A common response from analysts is that our hackers must be as good as theirs; we could close down the Moscow Exchange if Russian hackers were to close down the New York Stock Exchange. Yes, of course we could. The United States is actually better at cyberwar than any other world power. But consider how that would play out.
If Russia shuts down the New York Stock Exchange and we shut down the Moscow Exchange, who loses? We lose, because our markets are more important and much larger. There’s far more wealth involved on our side, and greater spillover effects.
Russia, financially, is in the position of not having as much to lose.
One reason to avoid retaliation and escalation in cyberwarfare is because it ends badly for the United States. Russian president Vladimir Putin knows that too, and that’s one of the reasons he invaded Crimea with confidence in 2014. He knew perfectly well the United States could not escalate in the financial battle because, in the end, we had more to lose than Russia.
For those unfamiliar with the Cold War, an escalation dynamic existed then also. The United States had enough missiles to completely destroy Russia — then called the Soviet Union.
Russia had enough missiles to completely destroy the United States. This is a highly unstable situation because there was a great temptation to launch first. If you strike first and wipe out the other guy, you win.
The response to this instability was to build more missiles. With enough missiles you could withstand the first strike and still have enough left over to launch a second strike. The second strike would devastate the party that started the war in the first place. It was that second-strike capability that prevented the other player from launching his missiles first.
This same dynamic as applied to financial warfare is not fully appreciated today. The weapons may be symmetric, but the losses are not. The United States has by far the most to lose.
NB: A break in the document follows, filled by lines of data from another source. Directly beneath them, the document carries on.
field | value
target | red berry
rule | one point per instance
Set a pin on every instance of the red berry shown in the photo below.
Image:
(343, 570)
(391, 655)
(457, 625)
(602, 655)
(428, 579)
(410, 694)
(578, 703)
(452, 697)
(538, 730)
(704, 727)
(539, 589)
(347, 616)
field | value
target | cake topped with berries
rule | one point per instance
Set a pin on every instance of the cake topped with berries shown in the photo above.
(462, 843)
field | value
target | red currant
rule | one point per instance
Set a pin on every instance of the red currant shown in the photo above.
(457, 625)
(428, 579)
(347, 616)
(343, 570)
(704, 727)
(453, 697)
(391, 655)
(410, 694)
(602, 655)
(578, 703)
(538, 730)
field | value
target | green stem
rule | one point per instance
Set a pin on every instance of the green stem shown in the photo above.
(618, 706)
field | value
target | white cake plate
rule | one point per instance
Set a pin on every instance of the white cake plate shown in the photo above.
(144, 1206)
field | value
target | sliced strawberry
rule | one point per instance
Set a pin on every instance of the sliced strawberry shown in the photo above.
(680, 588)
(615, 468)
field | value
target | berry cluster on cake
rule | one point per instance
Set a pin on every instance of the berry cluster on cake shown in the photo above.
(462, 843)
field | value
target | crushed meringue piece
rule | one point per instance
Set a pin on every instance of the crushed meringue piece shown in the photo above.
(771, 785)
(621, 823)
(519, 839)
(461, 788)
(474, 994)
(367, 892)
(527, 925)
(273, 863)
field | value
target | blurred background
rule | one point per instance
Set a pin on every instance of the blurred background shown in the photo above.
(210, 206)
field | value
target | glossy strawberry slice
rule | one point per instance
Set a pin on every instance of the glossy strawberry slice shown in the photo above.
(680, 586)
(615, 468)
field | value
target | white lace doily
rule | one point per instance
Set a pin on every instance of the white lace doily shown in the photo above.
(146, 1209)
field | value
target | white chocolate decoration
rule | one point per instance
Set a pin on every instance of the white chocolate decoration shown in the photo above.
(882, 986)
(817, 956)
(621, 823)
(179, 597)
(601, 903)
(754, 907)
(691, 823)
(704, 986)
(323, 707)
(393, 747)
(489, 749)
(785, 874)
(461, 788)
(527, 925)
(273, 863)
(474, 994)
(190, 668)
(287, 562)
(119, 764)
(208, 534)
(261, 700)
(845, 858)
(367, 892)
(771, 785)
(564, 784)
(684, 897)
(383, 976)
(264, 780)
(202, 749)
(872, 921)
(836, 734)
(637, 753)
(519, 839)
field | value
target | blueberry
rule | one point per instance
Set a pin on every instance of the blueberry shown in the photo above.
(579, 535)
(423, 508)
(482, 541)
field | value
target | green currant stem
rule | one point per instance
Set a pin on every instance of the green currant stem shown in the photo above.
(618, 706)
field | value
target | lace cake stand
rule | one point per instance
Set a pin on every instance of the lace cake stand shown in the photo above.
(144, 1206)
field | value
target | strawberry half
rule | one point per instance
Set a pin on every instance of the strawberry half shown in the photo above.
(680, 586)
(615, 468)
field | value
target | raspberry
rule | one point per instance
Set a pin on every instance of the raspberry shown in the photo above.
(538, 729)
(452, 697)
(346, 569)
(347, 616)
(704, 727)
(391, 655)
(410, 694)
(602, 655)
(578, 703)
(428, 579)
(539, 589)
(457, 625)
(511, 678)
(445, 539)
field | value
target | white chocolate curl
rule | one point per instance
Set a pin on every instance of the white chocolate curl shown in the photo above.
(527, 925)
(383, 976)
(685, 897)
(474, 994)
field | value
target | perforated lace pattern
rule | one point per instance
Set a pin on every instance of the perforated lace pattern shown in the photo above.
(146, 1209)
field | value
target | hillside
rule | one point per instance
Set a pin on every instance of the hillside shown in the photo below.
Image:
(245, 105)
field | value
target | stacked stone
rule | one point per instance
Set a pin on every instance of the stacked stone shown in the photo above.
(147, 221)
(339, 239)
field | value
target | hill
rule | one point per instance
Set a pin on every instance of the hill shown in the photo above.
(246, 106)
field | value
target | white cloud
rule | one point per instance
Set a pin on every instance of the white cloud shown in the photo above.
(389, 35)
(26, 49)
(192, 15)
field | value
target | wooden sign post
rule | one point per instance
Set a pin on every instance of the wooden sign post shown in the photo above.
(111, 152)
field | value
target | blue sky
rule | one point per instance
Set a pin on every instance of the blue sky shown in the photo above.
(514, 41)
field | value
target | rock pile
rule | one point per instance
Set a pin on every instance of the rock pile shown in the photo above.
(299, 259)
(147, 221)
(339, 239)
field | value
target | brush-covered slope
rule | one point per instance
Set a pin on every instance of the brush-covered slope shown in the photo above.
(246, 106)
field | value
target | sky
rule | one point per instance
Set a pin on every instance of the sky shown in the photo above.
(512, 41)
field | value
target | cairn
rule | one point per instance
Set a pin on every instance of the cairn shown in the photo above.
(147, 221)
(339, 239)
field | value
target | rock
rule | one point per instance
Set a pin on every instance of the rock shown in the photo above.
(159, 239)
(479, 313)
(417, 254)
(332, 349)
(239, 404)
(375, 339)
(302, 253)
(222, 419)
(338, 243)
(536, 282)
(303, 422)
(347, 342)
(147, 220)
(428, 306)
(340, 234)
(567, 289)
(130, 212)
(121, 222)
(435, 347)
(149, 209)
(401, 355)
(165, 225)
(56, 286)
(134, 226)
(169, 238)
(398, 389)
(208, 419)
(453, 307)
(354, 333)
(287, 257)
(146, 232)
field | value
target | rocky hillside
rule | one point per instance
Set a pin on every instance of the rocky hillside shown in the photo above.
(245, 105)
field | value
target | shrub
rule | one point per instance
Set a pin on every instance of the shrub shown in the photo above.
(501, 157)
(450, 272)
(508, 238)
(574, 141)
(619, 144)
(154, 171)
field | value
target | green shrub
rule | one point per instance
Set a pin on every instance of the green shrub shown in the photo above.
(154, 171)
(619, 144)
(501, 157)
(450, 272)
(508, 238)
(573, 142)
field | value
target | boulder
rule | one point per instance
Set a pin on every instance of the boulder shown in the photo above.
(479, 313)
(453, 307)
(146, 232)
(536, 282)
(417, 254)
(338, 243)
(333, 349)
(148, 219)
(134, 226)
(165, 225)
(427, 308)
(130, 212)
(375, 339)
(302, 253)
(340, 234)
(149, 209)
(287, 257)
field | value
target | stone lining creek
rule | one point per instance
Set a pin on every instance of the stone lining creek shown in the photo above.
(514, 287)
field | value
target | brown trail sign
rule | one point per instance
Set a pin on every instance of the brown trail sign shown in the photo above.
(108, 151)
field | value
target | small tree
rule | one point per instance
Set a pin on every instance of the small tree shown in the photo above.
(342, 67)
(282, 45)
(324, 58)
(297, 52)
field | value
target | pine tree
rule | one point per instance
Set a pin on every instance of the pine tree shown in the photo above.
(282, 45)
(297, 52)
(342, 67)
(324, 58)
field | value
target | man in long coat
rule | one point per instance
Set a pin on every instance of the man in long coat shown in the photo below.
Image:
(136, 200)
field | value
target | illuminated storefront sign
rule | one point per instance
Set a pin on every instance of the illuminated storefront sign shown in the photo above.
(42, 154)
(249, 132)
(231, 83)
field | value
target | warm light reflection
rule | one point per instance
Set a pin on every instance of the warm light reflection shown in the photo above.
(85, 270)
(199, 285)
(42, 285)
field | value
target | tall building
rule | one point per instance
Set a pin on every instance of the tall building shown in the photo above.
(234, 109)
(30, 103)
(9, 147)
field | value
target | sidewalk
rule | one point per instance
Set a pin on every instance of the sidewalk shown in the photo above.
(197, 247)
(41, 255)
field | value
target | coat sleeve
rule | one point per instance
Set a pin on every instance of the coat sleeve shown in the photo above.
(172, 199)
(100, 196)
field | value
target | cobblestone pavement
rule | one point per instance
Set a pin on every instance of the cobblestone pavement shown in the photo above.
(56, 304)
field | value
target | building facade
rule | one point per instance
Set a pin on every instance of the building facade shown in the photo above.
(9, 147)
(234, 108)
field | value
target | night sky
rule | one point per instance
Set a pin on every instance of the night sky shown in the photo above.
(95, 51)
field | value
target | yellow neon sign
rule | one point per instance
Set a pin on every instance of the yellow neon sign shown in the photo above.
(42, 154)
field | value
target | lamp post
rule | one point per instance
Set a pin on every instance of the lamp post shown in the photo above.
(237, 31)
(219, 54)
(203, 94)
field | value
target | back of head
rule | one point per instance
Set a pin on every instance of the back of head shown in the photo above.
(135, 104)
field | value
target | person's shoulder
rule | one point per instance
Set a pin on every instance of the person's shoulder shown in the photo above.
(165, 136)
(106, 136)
Another danger is the accidental launching of a cyberfinancial war. If you ask your hackers to devise an ability to shut down the New York Stock Exchange, they have to practice that.
They have to launch probes. For example, a situation could arise where Russian hackers who don’t intend to start a financial panic are probing and accidentally start a financial panic or an exchange systems shutdown. That is the much more worrisome scenario, because it doesn’t require irrationality. It only requires an accident, and of course, accidents happen all the time.
The United States has excellent deterrent capabilities in cyberwarfare through the military’s Cyber Command and the National Security Agency (NSA). However, insufficient effort has been devoted to strategic doctrine.
Only a few experts such as Juan Zarate at the Centre on Sanctions and Illicit Finance, and Jim Lewis at the Centre for Strategic and International Studies are performing roles comparable to those that Herman Kahn and Henry Kissinger performed in the 1960s, when strategic nuclear war fighting doctrine evolved. This strategic deficiency increases the risk of cyberfinancial war.
That threat is one more reason to own gold, because it is not digital and cannot be hacked or erased.